A cougar was seen by the Catholic Church on Red Cedar Drive.
Bear sightings reported on Alpine Drive, Fording Drive, Elk Street, Ash Crescent, Balmer Crescent, Galbraith Drive, Natal road and by the campground.
Bear sightings reported in Galloway, Tie Lakeshore road and Rosen Lake road
Bear season is here
Where and how we “LIVE” is one of the greatest opportunities and challenges for reducing human-wildlife conflict. Our homes and yards are where we spent the bulk of our time and it is here that we are most protective of ‘our’ space. It is also where we create so many attractants and opportunities for wildlife to get into conflict with us.For some species it is just a matter of removing the attractant – such as securing our garbage from bears. For other species it is much more complicated, especially for animals like deer where your whole yard becomes an attractant: if it is vegetation and a deer is hungry enough, it’ll probably eat it.

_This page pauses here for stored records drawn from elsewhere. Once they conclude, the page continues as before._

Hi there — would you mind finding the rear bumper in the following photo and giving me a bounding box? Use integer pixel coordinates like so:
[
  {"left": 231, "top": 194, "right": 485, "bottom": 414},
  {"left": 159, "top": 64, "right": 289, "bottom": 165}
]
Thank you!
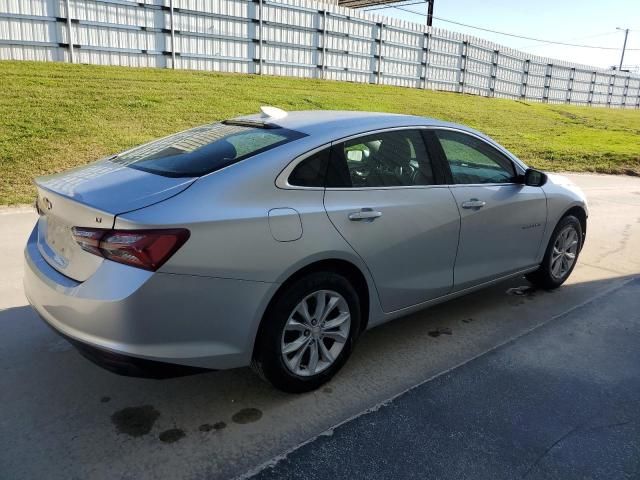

A general approach to wildlife conflicts is to ask yourself, Is there something that is bringing wildlife into my living space? Food (garbage fruit trees compost, bird seed, pet food). Is it shelter, does my landscaping provide cover for the animal? Maybe your yard is in the path or a travel route for bears – is there opportunity to accommodate the well-behaved traveller or is fencing needed?
Understanding of how wildlife can shift from being something nice to see or experience to something that is a real threat to human safety and/or property is not always easy. Hindsight usually lets us see when the wildlife became a problem but by then it is often too late. Your best strategy is to think about what the long term outcomes could be from your present interactions with wildlife.